I never thought I’d be Farmer Dean. Dirt on my hands? No way. But, I came back because they were both sick and when Daddy was dying, I told him I’d be here for Mother. He always said he would live forever and bury all of us so it was hard on him to let go when Mother was still here. But, I think he took comfort knowing I would be here. I could see him relax at the end when I said I’d stay.
Of course, at that point I had no idea I’d take his place in doing the outside work, but Mother and her lists! The only way to keep her somewhat mollified is to work on the items on the list. And which is more important? All the inside tasks or the outside tasks? It’s the stress of juggling of all the things that have to fit into each day’s schedule that threatens to take me to the brink of losing it.
There’s a lot to do outside. Grapefruit, peaches, nectarines, apricots, squash, cucumbers, strawberries, grapes. All I can say, is, thank you, God, that the apricot tree is huge and getting old and the crop is far less than it was in the last thirty years that Mother and Daddy picked and froze and canned and gave away and ate until they thought they might pop.
A small crop from any of the trees or grapevines or the vegetable garden is just fine with me, because I get to do all the heavy lifting; which actually isn’t nearly as hard as listening to Mother worry about what she will do with all the fruit and how disappointed she is that the crop is so small and why did we only get a few squash on the vine, and on, and on, and on.
This year she wanted herbs, so of to the nursery we went and I had to find time to get all the plants and seeds in the gardens. Now, each evening before dinner, we’re picking lettuce, arugula, chives, dill, cilantro and nasturtiums for the table.
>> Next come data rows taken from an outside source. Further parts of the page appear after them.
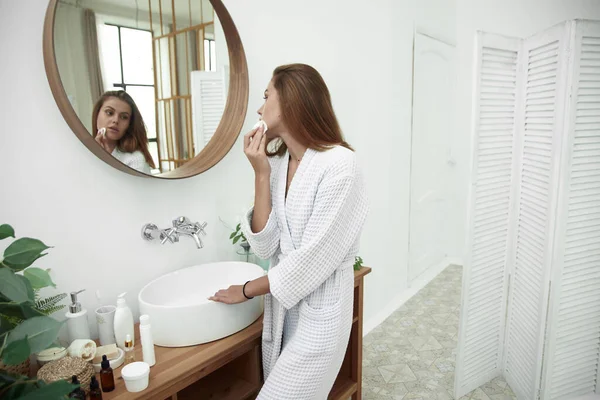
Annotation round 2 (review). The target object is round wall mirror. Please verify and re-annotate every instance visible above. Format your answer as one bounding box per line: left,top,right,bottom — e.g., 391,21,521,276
43,0,248,179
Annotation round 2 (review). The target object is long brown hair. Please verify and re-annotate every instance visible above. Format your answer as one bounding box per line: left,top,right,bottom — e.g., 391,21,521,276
266,64,352,157
92,90,156,169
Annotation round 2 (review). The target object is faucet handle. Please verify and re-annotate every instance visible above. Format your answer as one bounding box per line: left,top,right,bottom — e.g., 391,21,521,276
193,222,208,236
160,228,178,244
142,223,159,241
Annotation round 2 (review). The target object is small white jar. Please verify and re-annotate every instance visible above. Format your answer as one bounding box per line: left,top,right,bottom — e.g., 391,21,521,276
121,361,150,392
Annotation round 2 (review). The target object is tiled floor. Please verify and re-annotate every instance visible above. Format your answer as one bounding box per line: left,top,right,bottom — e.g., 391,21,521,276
362,265,517,400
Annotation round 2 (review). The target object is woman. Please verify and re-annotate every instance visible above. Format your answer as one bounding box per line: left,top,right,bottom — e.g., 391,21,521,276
209,64,368,399
92,90,155,174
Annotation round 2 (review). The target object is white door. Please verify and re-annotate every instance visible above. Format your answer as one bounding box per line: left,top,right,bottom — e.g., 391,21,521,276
408,32,456,284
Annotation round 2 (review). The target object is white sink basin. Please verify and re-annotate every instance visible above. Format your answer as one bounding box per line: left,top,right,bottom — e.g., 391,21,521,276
138,261,264,347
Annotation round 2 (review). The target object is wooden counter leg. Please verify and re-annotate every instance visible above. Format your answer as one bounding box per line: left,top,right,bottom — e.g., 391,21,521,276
352,278,364,400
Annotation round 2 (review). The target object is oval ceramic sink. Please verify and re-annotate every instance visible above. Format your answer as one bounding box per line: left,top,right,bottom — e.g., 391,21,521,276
138,261,264,347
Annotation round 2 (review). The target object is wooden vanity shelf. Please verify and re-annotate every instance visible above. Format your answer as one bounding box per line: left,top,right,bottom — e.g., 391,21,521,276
101,267,370,400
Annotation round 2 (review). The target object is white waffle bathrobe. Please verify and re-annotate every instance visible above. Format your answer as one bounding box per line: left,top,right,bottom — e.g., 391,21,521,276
242,146,368,400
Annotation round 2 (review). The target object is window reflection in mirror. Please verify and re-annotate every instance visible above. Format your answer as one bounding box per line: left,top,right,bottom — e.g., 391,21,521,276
54,0,229,175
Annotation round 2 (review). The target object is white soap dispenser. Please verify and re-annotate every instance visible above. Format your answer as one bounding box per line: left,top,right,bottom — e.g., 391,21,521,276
65,289,91,341
113,292,134,351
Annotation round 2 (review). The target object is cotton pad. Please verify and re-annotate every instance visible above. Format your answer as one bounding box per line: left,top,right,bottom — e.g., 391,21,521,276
253,120,268,133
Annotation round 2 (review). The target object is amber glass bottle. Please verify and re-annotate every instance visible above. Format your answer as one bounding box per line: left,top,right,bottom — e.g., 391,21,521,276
100,354,115,392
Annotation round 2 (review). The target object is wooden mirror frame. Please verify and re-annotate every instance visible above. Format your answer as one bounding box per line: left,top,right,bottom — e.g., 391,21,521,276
43,0,248,179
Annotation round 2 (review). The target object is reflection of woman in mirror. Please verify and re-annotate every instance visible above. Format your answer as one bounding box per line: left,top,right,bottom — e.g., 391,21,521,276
209,64,368,399
92,90,155,174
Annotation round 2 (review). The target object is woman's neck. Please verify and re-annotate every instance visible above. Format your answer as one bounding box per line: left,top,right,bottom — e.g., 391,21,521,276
280,132,307,162
105,139,117,154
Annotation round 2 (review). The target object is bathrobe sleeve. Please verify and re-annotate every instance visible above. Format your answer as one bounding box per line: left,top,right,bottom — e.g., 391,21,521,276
268,167,368,310
241,207,281,260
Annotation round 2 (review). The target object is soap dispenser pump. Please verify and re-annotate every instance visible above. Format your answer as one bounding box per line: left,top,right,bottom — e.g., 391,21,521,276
65,289,91,341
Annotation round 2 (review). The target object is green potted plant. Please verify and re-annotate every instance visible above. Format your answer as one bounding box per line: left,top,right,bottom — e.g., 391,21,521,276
0,224,75,399
229,223,250,252
353,256,364,271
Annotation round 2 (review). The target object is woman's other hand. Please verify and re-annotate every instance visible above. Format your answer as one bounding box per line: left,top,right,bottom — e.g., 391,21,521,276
208,285,248,304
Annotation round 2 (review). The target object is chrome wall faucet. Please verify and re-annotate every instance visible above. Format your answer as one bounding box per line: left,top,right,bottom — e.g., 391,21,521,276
142,217,207,249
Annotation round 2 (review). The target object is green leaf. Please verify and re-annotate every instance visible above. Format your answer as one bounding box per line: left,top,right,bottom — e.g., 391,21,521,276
0,332,7,355
233,235,241,244
229,232,237,239
0,225,15,240
18,380,77,400
35,293,67,316
2,239,51,272
16,276,34,302
0,269,30,303
6,316,63,355
0,373,77,400
0,370,31,398
1,254,46,272
23,269,56,290
0,376,35,399
0,315,14,336
0,302,45,320
1,335,30,365
0,368,25,386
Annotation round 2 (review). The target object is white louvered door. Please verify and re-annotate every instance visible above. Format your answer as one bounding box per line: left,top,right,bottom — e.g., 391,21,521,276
503,22,571,400
190,70,227,154
454,32,522,399
541,20,600,400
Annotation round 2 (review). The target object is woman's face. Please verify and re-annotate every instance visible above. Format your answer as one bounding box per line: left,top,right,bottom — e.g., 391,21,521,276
257,80,284,138
96,97,132,141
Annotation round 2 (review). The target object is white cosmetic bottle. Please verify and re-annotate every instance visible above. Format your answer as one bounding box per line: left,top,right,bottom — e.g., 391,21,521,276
65,289,91,342
139,315,156,366
113,292,134,351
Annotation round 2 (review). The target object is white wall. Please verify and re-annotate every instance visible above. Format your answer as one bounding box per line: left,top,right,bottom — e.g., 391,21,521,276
0,0,458,340
453,0,600,261
373,0,458,330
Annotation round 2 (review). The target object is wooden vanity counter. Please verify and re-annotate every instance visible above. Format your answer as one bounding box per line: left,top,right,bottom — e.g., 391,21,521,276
102,315,263,400
102,267,371,400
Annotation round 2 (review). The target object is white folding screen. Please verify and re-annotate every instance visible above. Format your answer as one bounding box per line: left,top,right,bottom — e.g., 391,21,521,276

And the flowers. The California Poppies, the Evening Primrose and the Bougainvillea, I love those. The huge camellia outside my bedroom window covered with perfect pink blooms. And the geraniums and the Gerbera daisies and the chocolate mint that I just found at the nursery and planted. Yum!
I guess the joke’s on me, because after three plus years of working in the gardens, watering, convincing Mother she really could afford and should get, a sprinkler system, I find myself enjoying the digging and the work and the fruits of the labor.
So, yes, the joke is on me, God. I thought I was just here to ease Mother’s last years and I’m the one whose roots are getting stretched and planted in new soil. Thank you that I’m here, God, and that you can give me ears to listen to the lists and not go mad. I feel you smiling, God.